Claire respiró hondo.

—Le he dicho que harías algo. Algo para que esa rueda de prensa no llegara a celebrarse.

—¿Y le ha parecido bien?

—Ella quiere que Serge gane las elecciones. Pero sobre todo le ha dolido que él le dijera lo que pensaba hacer en el coche, viniendo hacia aquí, para que ella no tuviese tiempo de quitarle esa tontería de la cabeza.

—Pero aquí en la mesa ha dicho que…

—Babette es lista. Tu hermano no debe sospecharlo jamás. Es posible que, más adelante, cuando sea la esposa del primer ministro, vaya a repartir platos de sopa en un asilo para indigentes. Pero esa indigente en concreto le importa tan poco como a ti o como a mí.
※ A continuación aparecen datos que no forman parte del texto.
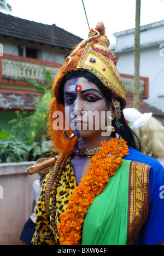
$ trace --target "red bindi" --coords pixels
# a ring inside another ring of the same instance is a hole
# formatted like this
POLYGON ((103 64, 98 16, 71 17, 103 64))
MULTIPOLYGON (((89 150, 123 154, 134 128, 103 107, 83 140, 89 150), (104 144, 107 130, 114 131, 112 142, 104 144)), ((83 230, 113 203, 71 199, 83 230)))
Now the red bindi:
POLYGON ((82 86, 81 84, 78 84, 77 87, 77 92, 80 92, 82 90, 82 86))

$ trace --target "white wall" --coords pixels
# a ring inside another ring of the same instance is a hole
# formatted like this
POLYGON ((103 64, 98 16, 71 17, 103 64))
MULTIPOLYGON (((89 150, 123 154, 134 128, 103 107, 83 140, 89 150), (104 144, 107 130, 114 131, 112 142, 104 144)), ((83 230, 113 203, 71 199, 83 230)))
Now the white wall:
POLYGON ((19 238, 32 212, 33 182, 38 174, 30 176, 27 168, 34 162, 0 164, 0 245, 20 245, 19 238))
MULTIPOLYGON (((122 36, 117 38, 115 50, 113 50, 118 59, 117 67, 121 73, 134 75, 134 53, 132 49, 134 46, 134 34, 125 34, 125 32, 123 32, 122 36)), ((163 55, 160 54, 160 45, 162 43, 164 43, 164 25, 154 26, 140 33, 140 76, 148 77, 149 84, 149 98, 144 101, 164 112, 164 50, 163 55)))

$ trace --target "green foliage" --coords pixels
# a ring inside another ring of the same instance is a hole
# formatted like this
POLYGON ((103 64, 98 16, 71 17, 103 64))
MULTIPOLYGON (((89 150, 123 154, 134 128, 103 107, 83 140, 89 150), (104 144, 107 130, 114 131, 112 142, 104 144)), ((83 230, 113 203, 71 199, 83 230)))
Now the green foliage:
POLYGON ((49 82, 48 86, 26 79, 42 94, 33 103, 34 113, 15 112, 16 117, 9 121, 14 135, 0 130, 0 163, 36 160, 51 150, 46 128, 52 98, 52 74, 45 71, 44 78, 49 82))

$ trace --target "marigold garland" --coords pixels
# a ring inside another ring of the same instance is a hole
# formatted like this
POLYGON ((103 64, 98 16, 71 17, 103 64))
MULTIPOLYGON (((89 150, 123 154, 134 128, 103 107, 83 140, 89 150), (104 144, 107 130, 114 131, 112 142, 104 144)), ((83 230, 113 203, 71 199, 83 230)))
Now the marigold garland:
POLYGON ((87 173, 71 195, 66 211, 61 213, 61 223, 58 225, 60 245, 80 244, 81 228, 89 206, 124 162, 122 158, 128 151, 126 143, 121 138, 101 143, 99 153, 90 160, 87 173))

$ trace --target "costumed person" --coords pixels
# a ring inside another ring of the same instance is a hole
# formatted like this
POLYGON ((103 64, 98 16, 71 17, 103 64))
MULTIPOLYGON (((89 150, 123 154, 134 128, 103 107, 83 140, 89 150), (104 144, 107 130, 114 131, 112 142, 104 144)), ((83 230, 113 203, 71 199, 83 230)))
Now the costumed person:
POLYGON ((55 80, 49 131, 58 155, 28 169, 48 172, 34 245, 164 243, 163 168, 139 151, 125 121, 126 89, 109 45, 99 22, 55 80))
POLYGON ((164 168, 164 127, 152 113, 142 114, 133 108, 125 108, 124 114, 129 126, 137 135, 142 152, 160 162, 164 168))
POLYGON ((36 212, 43 183, 42 177, 44 177, 44 174, 39 173, 39 175, 41 178, 37 179, 33 183, 32 213, 26 222, 20 237, 20 240, 23 242, 23 245, 32 245, 32 239, 36 231, 36 212))

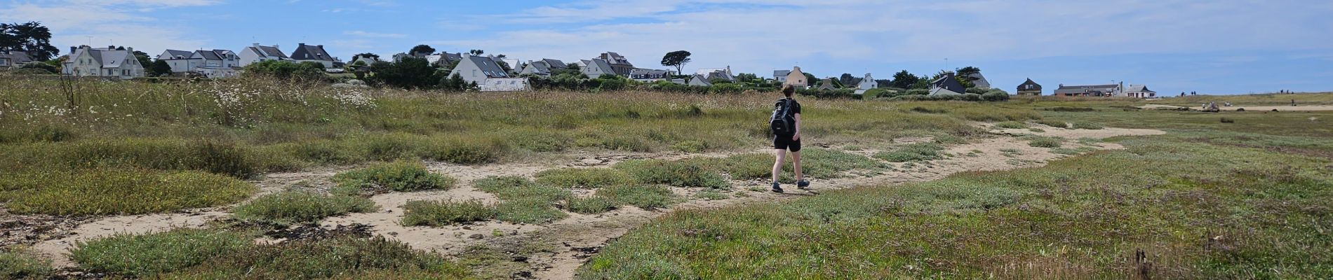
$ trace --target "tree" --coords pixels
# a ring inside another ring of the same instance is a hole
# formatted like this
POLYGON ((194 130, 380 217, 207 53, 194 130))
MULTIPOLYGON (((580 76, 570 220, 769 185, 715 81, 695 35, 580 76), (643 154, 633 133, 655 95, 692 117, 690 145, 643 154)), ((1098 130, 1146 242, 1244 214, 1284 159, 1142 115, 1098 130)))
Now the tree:
POLYGON ((431 68, 431 62, 416 57, 403 58, 397 64, 379 61, 371 64, 371 72, 375 73, 371 77, 373 84, 403 89, 428 89, 440 81, 439 77, 432 77, 435 68, 431 68))
POLYGON ((408 50, 408 54, 417 54, 417 53, 433 54, 435 48, 431 48, 431 45, 417 45, 412 46, 412 50, 408 50))
POLYGON ((692 53, 685 50, 669 52, 666 53, 666 56, 663 56, 663 66, 674 66, 676 73, 681 73, 682 69, 685 68, 685 64, 689 64, 690 54, 692 53))
POLYGON ((171 76, 171 65, 167 64, 165 60, 153 61, 153 64, 148 66, 148 76, 152 77, 171 76))
POLYGON ((36 61, 60 53, 60 48, 51 45, 51 29, 37 21, 0 24, 0 50, 24 52, 36 61))
POLYGON ((135 50, 135 60, 139 60, 139 66, 144 66, 145 69, 153 65, 153 58, 149 58, 148 53, 144 52, 135 50))

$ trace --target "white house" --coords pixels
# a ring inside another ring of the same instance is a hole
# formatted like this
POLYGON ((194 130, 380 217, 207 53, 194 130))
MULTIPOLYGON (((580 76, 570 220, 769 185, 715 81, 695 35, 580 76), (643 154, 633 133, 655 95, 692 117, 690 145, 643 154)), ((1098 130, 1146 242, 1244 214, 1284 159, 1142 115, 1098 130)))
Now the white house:
POLYGON ((870 73, 865 73, 865 77, 861 78, 861 84, 856 84, 856 94, 862 94, 874 88, 880 88, 880 84, 870 77, 870 73))
POLYGON ((271 61, 271 60, 291 61, 292 58, 287 57, 287 54, 283 54, 283 50, 277 49, 277 45, 267 46, 267 45, 259 45, 256 42, 255 45, 245 46, 245 49, 241 49, 240 58, 237 60, 236 65, 244 68, 245 65, 251 65, 260 61, 271 61))
POLYGON ((500 68, 500 64, 496 64, 491 57, 463 54, 463 61, 459 61, 459 66, 455 66, 453 72, 449 72, 451 77, 455 74, 463 77, 463 81, 476 82, 481 86, 483 92, 508 92, 520 86, 527 89, 528 85, 527 80, 517 78, 524 80, 519 85, 516 78, 509 77, 509 73, 505 73, 504 68, 500 68))
POLYGON ((324 68, 333 68, 333 62, 340 62, 337 57, 329 56, 329 52, 324 50, 324 45, 307 45, 300 42, 296 50, 292 52, 292 60, 296 62, 320 62, 324 68))
POLYGON ((157 54, 157 60, 167 61, 172 73, 195 72, 196 68, 237 68, 240 56, 232 50, 175 50, 168 49, 157 54))
POLYGON ((116 49, 113 46, 69 46, 69 60, 61 69, 64 74, 83 77, 137 78, 144 77, 144 65, 135 58, 135 48, 116 49))
POLYGON ((607 62, 605 60, 592 58, 587 61, 587 64, 588 66, 584 66, 581 70, 589 78, 597 78, 601 77, 603 74, 612 74, 612 76, 616 74, 616 70, 611 68, 611 64, 607 62))

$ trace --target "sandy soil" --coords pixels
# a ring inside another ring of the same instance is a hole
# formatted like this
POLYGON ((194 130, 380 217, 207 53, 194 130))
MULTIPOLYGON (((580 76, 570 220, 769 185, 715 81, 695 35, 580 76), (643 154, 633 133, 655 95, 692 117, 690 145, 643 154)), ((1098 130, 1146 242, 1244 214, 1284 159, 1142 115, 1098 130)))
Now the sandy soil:
MULTIPOLYGON (((507 163, 507 165, 487 165, 487 166, 428 163, 428 169, 431 169, 432 171, 457 178, 460 182, 459 187, 447 191, 389 192, 389 194, 375 195, 371 199, 375 200, 381 207, 379 212, 352 214, 345 216, 329 218, 325 219, 321 223, 321 226, 332 228, 337 226, 369 224, 373 228, 372 230, 373 234, 401 240, 412 245, 413 248, 437 251, 449 255, 460 253, 469 245, 476 245, 476 244, 504 245, 504 244, 521 244, 523 242, 540 242, 544 243, 547 247, 556 249, 549 252, 539 252, 536 255, 524 257, 524 261, 531 264, 532 276, 537 279, 571 279, 573 277, 575 271, 587 260, 587 257, 595 255, 609 240, 624 235, 625 232, 637 226, 647 223, 652 218, 660 216, 670 211, 686 210, 686 208, 716 208, 716 207, 742 204, 742 203, 790 199, 805 195, 817 195, 820 191, 825 190, 849 188, 857 186, 933 180, 944 178, 949 174, 962 173, 962 171, 989 171, 989 170, 1009 170, 1020 167, 1036 167, 1036 166, 1042 166, 1052 159, 1068 157, 1061 154, 1053 154, 1050 153, 1050 149, 1028 146, 1026 141, 1016 139, 1012 135, 1040 134, 1050 137, 1064 137, 1069 139, 1065 143, 1065 146, 1074 147, 1080 146, 1076 142, 1076 139, 1080 138, 1164 134, 1164 131, 1160 130, 1134 130, 1134 129, 1110 129, 1110 127, 1102 130, 1066 130, 1056 127, 1042 127, 1044 130, 1046 130, 1045 133, 1032 133, 1029 130, 1001 130, 990 127, 989 125, 985 123, 978 123, 978 125, 982 127, 992 129, 992 131, 997 137, 976 139, 972 143, 952 146, 946 149, 946 153, 950 157, 940 161, 933 161, 929 163, 914 163, 910 165, 910 167, 909 165, 905 163, 892 163, 894 167, 893 170, 878 174, 858 174, 853 171, 849 174, 844 174, 844 178, 813 180, 812 182, 813 188, 810 191, 792 190, 788 191, 788 194, 750 191, 749 190, 750 187, 758 187, 766 190, 765 182, 734 180, 732 182, 733 195, 730 195, 729 199, 689 200, 685 203, 676 204, 670 208, 655 210, 655 211, 640 210, 636 207, 624 207, 600 215, 571 214, 569 218, 567 219, 555 222, 552 224, 540 224, 540 226, 489 222, 480 224, 449 226, 449 227, 404 227, 397 222, 403 218, 401 206, 408 200, 481 199, 485 202, 497 202, 497 199, 493 195, 481 192, 473 188, 471 184, 471 182, 475 179, 492 175, 532 176, 533 174, 548 169, 609 167, 616 162, 636 159, 636 158, 680 159, 689 157, 726 157, 726 155, 745 154, 745 153, 766 153, 768 150, 756 149, 753 151, 710 153, 710 154, 575 153, 572 157, 544 161, 541 163, 513 163, 513 165, 507 163), (1005 153, 1002 150, 1010 153, 1005 153), (744 192, 744 195, 734 195, 741 192, 744 192)), ((929 141, 929 139, 904 138, 904 139, 896 139, 894 143, 909 143, 909 142, 922 142, 922 141, 929 141)), ((813 143, 810 146, 829 146, 829 145, 813 143)), ((1097 143, 1097 146, 1093 147, 1121 149, 1118 145, 1114 143, 1097 143)), ((888 149, 888 145, 884 149, 888 149)), ((861 149, 850 153, 870 155, 877 151, 878 150, 876 149, 861 149)), ((276 192, 288 187, 327 190, 328 187, 332 186, 329 178, 333 176, 333 174, 336 174, 339 170, 345 170, 345 169, 348 167, 328 167, 328 169, 319 169, 301 173, 269 174, 253 183, 261 187, 261 194, 276 192)), ((700 190, 673 188, 673 191, 685 195, 686 198, 690 198, 700 190)), ((229 207, 217 207, 207 210, 181 211, 173 214, 97 218, 69 230, 71 235, 68 236, 43 240, 40 243, 36 243, 33 248, 51 257, 57 265, 68 267, 73 264, 68 260, 68 256, 65 256, 65 253, 77 242, 108 236, 113 234, 143 234, 143 232, 167 231, 175 227, 203 227, 209 220, 228 218, 229 216, 228 210, 229 207)), ((265 240, 265 242, 275 242, 275 240, 265 240)))
MULTIPOLYGON (((1182 107, 1182 106, 1152 105, 1152 104, 1150 105, 1138 106, 1138 107, 1140 109, 1148 109, 1148 110, 1181 110, 1181 109, 1198 110, 1198 107, 1182 107)), ((1314 106, 1240 106, 1240 105, 1233 105, 1233 106, 1229 106, 1229 107, 1218 105, 1217 109, 1221 109, 1224 111, 1234 111, 1234 110, 1240 110, 1240 109, 1245 109, 1246 111, 1272 111, 1272 110, 1277 110, 1277 111, 1328 111, 1328 110, 1333 110, 1333 105, 1314 105, 1314 106)))

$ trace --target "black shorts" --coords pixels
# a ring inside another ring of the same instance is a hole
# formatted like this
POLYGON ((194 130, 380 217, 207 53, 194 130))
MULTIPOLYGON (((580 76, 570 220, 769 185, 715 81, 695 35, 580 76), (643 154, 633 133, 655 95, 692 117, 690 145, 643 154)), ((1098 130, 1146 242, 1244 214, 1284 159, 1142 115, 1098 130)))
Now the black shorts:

Moví las manos. Las moví para liberarlas de las de mi esposa y tomarlas a su vez entre las mías.

—No es buena idea —dije.

—Paul…

—No, escucha. Yo soy yo. Soy quien soy. No me he tomado la medicación. De momento, sólo lo sabemos tú y yo. Pero estas cosas se acaban sabiendo. Escarbarán hasta enterarse de todo. El psicólogo del colegio, mi despido y, si no, el director del instituto de Michel… Todo estará sobre la mesa como un libro abierto. Por no hablar de mi hermano. Él será el primero en declarar que algo así no le ha sorprendido en absoluto. Quizá no lo diga públicamente, pero no sería la primera agresión que sufre a manos de su hermano menor. Su hermano menor que padece de algo raro y por eso debe medicarse. Con medicamentos que tira por el váter en lugar de tomárselos.

Claire guardó silencio.

—No conseguiré hacerlo desistir de sus propósitos, Claire. Será un paso en falso.

Esperé un momento, no quería empezar a parpadear.

—Será un paso en falso si lo doy yo —añadí.